Ele explica ainda que os prazos para a prescrição de um crime variam de acordo com o andamento do processo.
“A gente tem termos de interrupção no processo. Isso significa que quando atinge aquele estágio começa a contar do zero. A prescrição começa a contar do momento do crime. Quando denuncia, ou seja, quando começa o processo penal, começa a contar do zero de novo. Quando tem a sentença, começa a contar do zero de novo. Quando tem a decisão do tribunal, começa a contar do zero de novo. Até começar a execução da pena, quando começa a contar do zero de novo”, exemplifica.
De acordo com Rocha Junior, como os eventuais culpados não foram nem denunciados, não há chances de serem legalmente punidos.
Tortura poderia ser investigada
O advogado explica que, apesar do tempo, a tortura que os acusados sofreram na época poderia ser investigada.
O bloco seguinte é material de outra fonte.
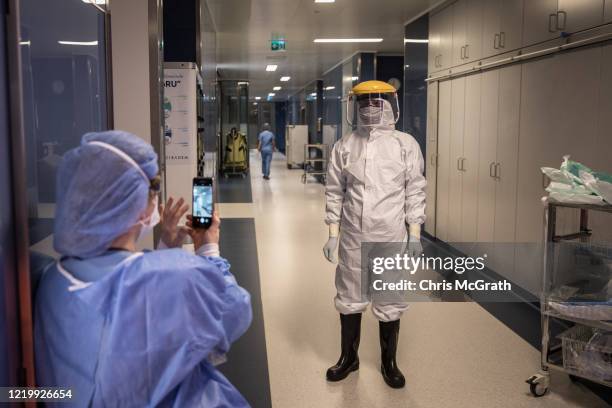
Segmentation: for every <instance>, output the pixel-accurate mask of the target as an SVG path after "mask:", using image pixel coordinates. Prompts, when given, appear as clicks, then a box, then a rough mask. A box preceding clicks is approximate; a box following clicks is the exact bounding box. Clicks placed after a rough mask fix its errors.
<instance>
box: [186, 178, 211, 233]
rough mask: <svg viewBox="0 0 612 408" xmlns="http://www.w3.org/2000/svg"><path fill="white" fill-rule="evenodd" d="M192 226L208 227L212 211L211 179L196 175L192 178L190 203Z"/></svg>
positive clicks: (197, 227)
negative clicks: (197, 176)
mask: <svg viewBox="0 0 612 408" xmlns="http://www.w3.org/2000/svg"><path fill="white" fill-rule="evenodd" d="M192 209H193V211H192V218H191V221H192V226H193V228H209V227H210V225H211V223H212V219H213V213H214V210H215V209H214V200H213V179H212V178H209V177H204V178H202V177H196V178H194V179H193V203H192Z"/></svg>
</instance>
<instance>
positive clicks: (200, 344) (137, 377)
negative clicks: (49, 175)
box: [35, 131, 252, 407]
mask: <svg viewBox="0 0 612 408" xmlns="http://www.w3.org/2000/svg"><path fill="white" fill-rule="evenodd" d="M159 187H160V183H159V176H158V164H157V155H156V154H155V152H154V151H153V149H152V147H151V145H149V144H148V143H145V142H144V141H143V140H142V139H140V138H138V137H136V136H134V135H131V134H129V133H126V132H120V131H110V132H102V133H89V134H86V135H84V136H83V138H82V141H81V145H80V146H79V147H77V148H75V149H73V150H71V151H68V152H67V153H66V154H65V155H64V157H63V160H62V163H61V165H60V168H59V171H58V197H57V210H56V218H55V231H54V247H55V250H56V251H57V252H58V253H59V254H61V258H60V259H59V261H58V262H57V263H55V264H54V265H52V266H51V267H49V268H48V269H47V270H46V271H45V272H44V274H43V277H42V278H41V282H40V284H39V287H38V290H37V293H36V309H35V310H36V316H35V351H36V375H37V384H38V385H39V386H49V387H64V388H66V389H71V390H72V400H71V401H70V402H68V403H66V402H59V403H50V404H47V405H48V406H55V404H56V405H57V406H62V407H65V406H76V407H85V406H91V407H103V406H104V407H248V406H249V404H248V403H247V401H246V400H245V399H244V398H243V397H242V395H241V394H240V393H239V392H238V391H237V390H236V389H235V388H234V387H233V386H232V384H230V382H229V381H228V380H227V379H226V378H225V377H224V376H223V375H222V374H221V373H220V372H219V371H218V370H217V368H216V365H218V364H220V363H222V362H224V361H225V354H226V353H227V352H228V350H229V348H230V345H231V344H232V342H234V341H235V340H236V339H238V338H239V337H240V336H241V335H242V334H243V333H244V332H245V331H246V330H247V329H248V327H249V325H250V323H251V318H252V312H251V304H250V296H249V294H248V292H247V291H246V290H244V289H243V288H241V287H240V286H239V285H238V284H237V282H236V280H235V278H234V276H233V275H232V274H231V272H230V265H229V264H228V262H227V261H226V260H225V259H223V258H222V257H221V256H220V253H219V244H218V243H219V224H220V221H219V216H218V214H215V215H214V220H213V223H212V226H211V227H210V228H209V229H193V228H191V222H190V220H189V221H188V222H187V225H186V226H185V227H178V226H177V225H178V223H179V221H180V220H181V218H182V217H183V216H184V215H185V213H186V212H187V210H188V206H186V205H184V201H183V200H182V199H181V200H179V201H178V202H177V203H174V202H173V200H172V199H170V200H169V201H168V203H167V205H166V206H165V208H161V207H160V206H158V205H157V201H158V194H159ZM160 212H161V214H162V215H161V216H160ZM188 218H189V217H188ZM160 220H161V242H160V244H159V246H160V247H163V248H164V249H158V250H156V251H148V252H139V251H137V249H136V248H137V241H138V239H139V238H141V237H143V236H145V235H146V234H147V233H149V232H150V231H151V230H152V228H153V227H154V226H155V225H156V224H157V223H158V222H159V221H160ZM187 235H190V236H191V238H192V240H193V242H194V246H195V248H196V253H195V254H192V253H189V252H187V251H185V250H183V249H181V245H182V244H183V241H184V239H185V237H186V236H187Z"/></svg>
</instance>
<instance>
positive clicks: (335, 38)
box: [314, 38, 383, 43]
mask: <svg viewBox="0 0 612 408" xmlns="http://www.w3.org/2000/svg"><path fill="white" fill-rule="evenodd" d="M314 42H316V43H360V42H383V39H382V38H317V39H315V40H314Z"/></svg>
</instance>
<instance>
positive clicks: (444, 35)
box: [428, 5, 453, 72]
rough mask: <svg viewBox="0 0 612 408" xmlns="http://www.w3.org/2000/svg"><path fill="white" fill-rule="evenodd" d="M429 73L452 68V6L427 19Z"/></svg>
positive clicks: (452, 28) (452, 13)
mask: <svg viewBox="0 0 612 408" xmlns="http://www.w3.org/2000/svg"><path fill="white" fill-rule="evenodd" d="M428 50H429V56H428V60H429V61H428V62H429V72H436V71H440V70H442V69H446V68H449V67H451V66H452V62H453V61H452V58H453V55H452V54H453V6H452V5H451V6H449V7H446V8H445V9H443V10H441V11H439V12H437V13H436V14H433V15H431V16H430V18H429V48H428Z"/></svg>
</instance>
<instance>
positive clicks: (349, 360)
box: [326, 313, 361, 381]
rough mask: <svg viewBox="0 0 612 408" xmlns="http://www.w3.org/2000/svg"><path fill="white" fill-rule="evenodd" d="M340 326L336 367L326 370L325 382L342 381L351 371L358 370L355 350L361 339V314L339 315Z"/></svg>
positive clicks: (355, 350) (356, 370)
mask: <svg viewBox="0 0 612 408" xmlns="http://www.w3.org/2000/svg"><path fill="white" fill-rule="evenodd" d="M340 325H341V326H342V329H341V335H342V341H341V347H342V351H341V354H340V359H338V362H337V363H336V365H335V366H333V367H330V368H329V369H328V370H327V374H326V376H327V381H340V380H343V379H345V378H346V377H347V376H348V375H349V374H350V373H352V372H353V371H357V370H359V356H358V355H357V350H358V349H359V339H360V337H361V313H355V314H350V315H344V314H340Z"/></svg>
Isso porque, no Brasil, o crime de tortura não prescreve.
Além disso, conforme Rocha Junior, com o reconhecimento de que as confissões aconteceram sob tortura, os acusados poderão solicitar uma indenização do Estado, porque tiveram a liberdade cerceada, ainda que sendo inocentes.
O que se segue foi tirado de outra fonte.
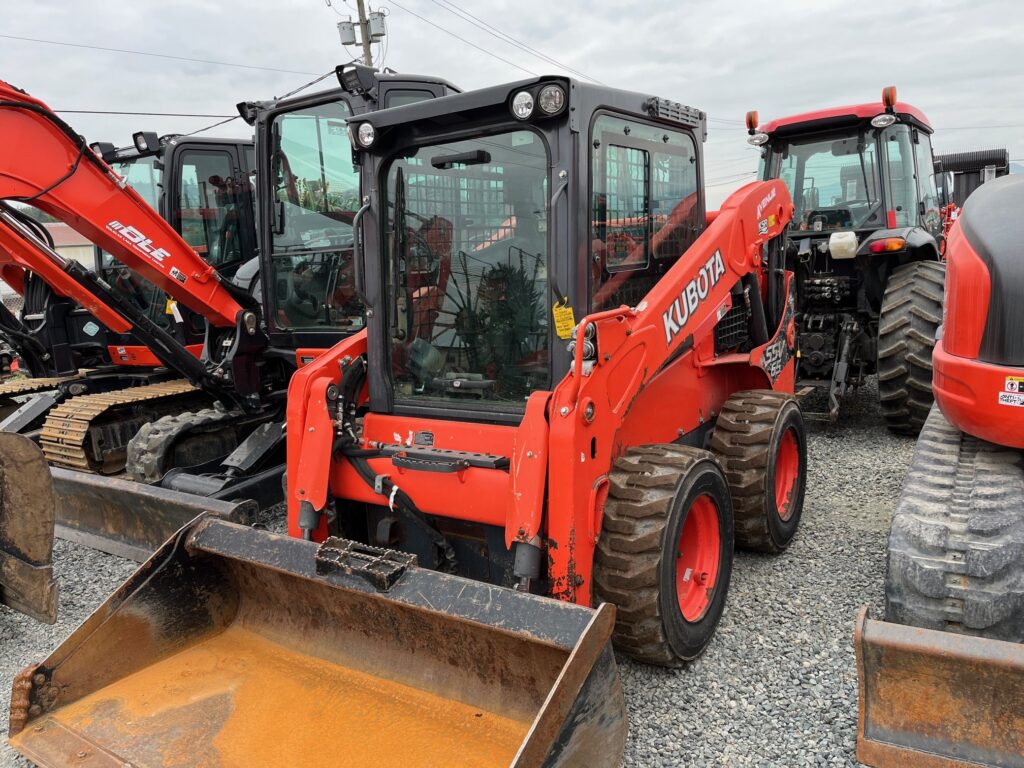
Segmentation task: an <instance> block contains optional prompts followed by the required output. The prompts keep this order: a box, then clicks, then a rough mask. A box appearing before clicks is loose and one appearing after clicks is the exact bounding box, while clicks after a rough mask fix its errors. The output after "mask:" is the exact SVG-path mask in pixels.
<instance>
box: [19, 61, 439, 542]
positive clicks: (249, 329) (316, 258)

A defesa dos inocentados confirmou a hipótese e afirmou que pedirá na Justiça indenização na esfera cível nas próximas semanas.
“O tribunal já reconheceu o direito à indenização. Vamos estudar e fazer o pedido nas próximas semanas”, informou o advogado Figueiredo Bastos.
O advogado informou que vai, ainda, estudar os parâmetros e determinar os danos para, então, formalizar com o pedido da indenização. Ele ainda não sabe quanto os inocentados irão pedir na Justiça em reais.
Em janeiro de 2022, o Governo do Paraná fez um pedido de desculpas oficial para Beatriz Abagge pelo que o estado definiu como “sevícias indesculpáveis” sofridas por ela à época da investigação do caso.
“Expresso meu veemente repúdio ao uso da máquina estatal para prática de qualquer tipo violência, e neste caso em especial contra o ser humano para obtenção de confissões e diante disto, é que peço, em nome do Estado do Paraná, perdão pelas sevícias indesculpáveis cometidas no passado contra a Senhora”, cita trecho da carta.
A revisão criminal
Programa conta a história do desaparecimento do menino Evandro, de 1992. — Foto: Reprodução/RPC
Por 3 votos a 2, os desembargadores anularam o processo de Beatriz Abagge, Davi dos Santos Soares, Osvaldo Marcineiro e Vicente de Paula Ferreira – falecido em 2011.
A revisão criminal serve para reanalisar um caso no qual o réu entende que foi condenado de forma injusta.
Ela pode ser solicitada em quatro casos: quando a condenação foi contrária a uma lei, quando a condenação foi contrária a uma evidência dos autos, quando a condenação foi fundada em uma prova falsa, ou quando houver uma nova prova da inocência do condenado.
Os desembargadores Gamaliel Seme Scaff, Adalberto Xisto Pereira e o desembargador substituto, juiz Sergio Luiz Patitucci, votaram a favor.
Os magistrados chegaram a essa conclusão após fitas de áudio com os indícios de tortura se tornarem públicas na série documental O Caso Evandro, da Globoplay. Os materiais foram obtidos pelo jornalista Ivan Mizanzuk.
Segundo o TJ-PR, os desembargadores Miguel Kfouri Neto e Lidia Maejima votaram contra por entenderem que as fitas precisariam ter passado por perícia.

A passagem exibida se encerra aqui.